|
|
|
|
|
|
Yasları, takıntıları, kadınları ve dramıyla bir medya prensi
Ünlü gazeteci ve senarist Arda Uskan öyle bir kitap kaleme aldı ki, medya dünyasının ardından günlerce gözyaşı döktüğü bir isim, yine herkesi gözyaşlarına boğacak... 'Güle Güle Bebeğim... Hayatın pimini çeken adam: Ercan Arıklı' isimli kitapta Uskan; medya prensinin hayatını, hiç konuşmadığı bir dramın izlerini ve kadınlarını anlatıyor.
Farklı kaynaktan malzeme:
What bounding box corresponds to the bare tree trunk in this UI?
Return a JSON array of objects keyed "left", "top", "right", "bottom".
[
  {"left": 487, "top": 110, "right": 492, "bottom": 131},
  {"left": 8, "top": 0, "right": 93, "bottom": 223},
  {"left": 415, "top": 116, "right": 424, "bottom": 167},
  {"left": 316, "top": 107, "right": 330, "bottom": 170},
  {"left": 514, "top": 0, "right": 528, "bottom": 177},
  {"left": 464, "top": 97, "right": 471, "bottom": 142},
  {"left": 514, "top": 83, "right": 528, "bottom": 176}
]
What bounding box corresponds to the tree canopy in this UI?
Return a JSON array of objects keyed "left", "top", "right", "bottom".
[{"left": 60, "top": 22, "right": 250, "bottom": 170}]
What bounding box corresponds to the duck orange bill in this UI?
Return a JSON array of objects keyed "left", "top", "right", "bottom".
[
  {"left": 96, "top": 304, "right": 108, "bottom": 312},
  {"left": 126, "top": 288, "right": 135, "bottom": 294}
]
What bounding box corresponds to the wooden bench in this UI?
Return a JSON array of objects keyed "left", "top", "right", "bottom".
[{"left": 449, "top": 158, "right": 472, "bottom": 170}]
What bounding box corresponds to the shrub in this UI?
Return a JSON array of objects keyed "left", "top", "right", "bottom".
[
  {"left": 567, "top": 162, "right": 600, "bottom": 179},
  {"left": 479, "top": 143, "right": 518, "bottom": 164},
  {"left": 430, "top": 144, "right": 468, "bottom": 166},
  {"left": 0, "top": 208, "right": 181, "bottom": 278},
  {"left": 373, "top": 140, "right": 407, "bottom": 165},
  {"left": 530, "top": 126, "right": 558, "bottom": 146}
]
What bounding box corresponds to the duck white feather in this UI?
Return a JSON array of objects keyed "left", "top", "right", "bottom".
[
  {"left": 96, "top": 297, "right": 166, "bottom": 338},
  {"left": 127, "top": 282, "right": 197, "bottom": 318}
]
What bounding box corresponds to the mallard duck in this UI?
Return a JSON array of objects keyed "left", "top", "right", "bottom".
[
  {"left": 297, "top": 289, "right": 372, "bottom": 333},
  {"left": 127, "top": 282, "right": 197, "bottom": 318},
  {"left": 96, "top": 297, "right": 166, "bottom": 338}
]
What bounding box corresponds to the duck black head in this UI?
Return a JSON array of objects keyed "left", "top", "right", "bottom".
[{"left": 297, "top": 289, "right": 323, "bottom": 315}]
Ünlü gazeteci Arda Uskan, 5 Haziran 2003 yılında trajik bir kazayla kaybettiği eski patronunun yaşam öyküsünü kitaplaştırdı. 'Güle Güle Bebeğim' aynı zamanda Ercan Arıklı'nın ayrıldığı kadınlarına son sözü... Ve bu sözün altında inanılmaz bir dram var. Bu hafta piyasaya çıkan kitapta Uskan, 10 yıl boyunca birlikte çalıştığı Arıklı'yla ilgili bilgilere bir yıllık sürede yaklaşık 70 kişiyle röportajlar yaparak ulaşmış. Ünlü gazetecinin hayatının en acı dönüm noktası olan İsviçre'deki çocuklarını kaybetmesiyle başlayan kitap, Uskan'ın senaryo tekniği kullanarak Arıklı'nın iş ve özel hayatını anlatmasıyla devam ediyor. Aktüel dergisinin yarın piyasaya çıkacak olan sayısında Melda Davran'a konuşan Uskan, kitabı yazarken farklı bir Ercan Arıklı portresiyle karşılaşmadığına dikkat çekerek şöyle konuşuyor: "Beni bir tek şey şaşırttı, herkes; ayrıldığı sevgilileri, işten kovduğu insanlar bile ondan çok büyük bir sevgi ve hayranlıkla bahsetti..." Ortaya çıkan Ercan Arıklı profili ise şöyle: Enerji dolu, iddialı, hırslı, parlak, başarılı, duygusal, şıpsevdi, çocuksu, sözünü sakınmayan... İşte dostları, sevgilileri ve meslektaşları tarafından anlatılan Ercan Arıklı...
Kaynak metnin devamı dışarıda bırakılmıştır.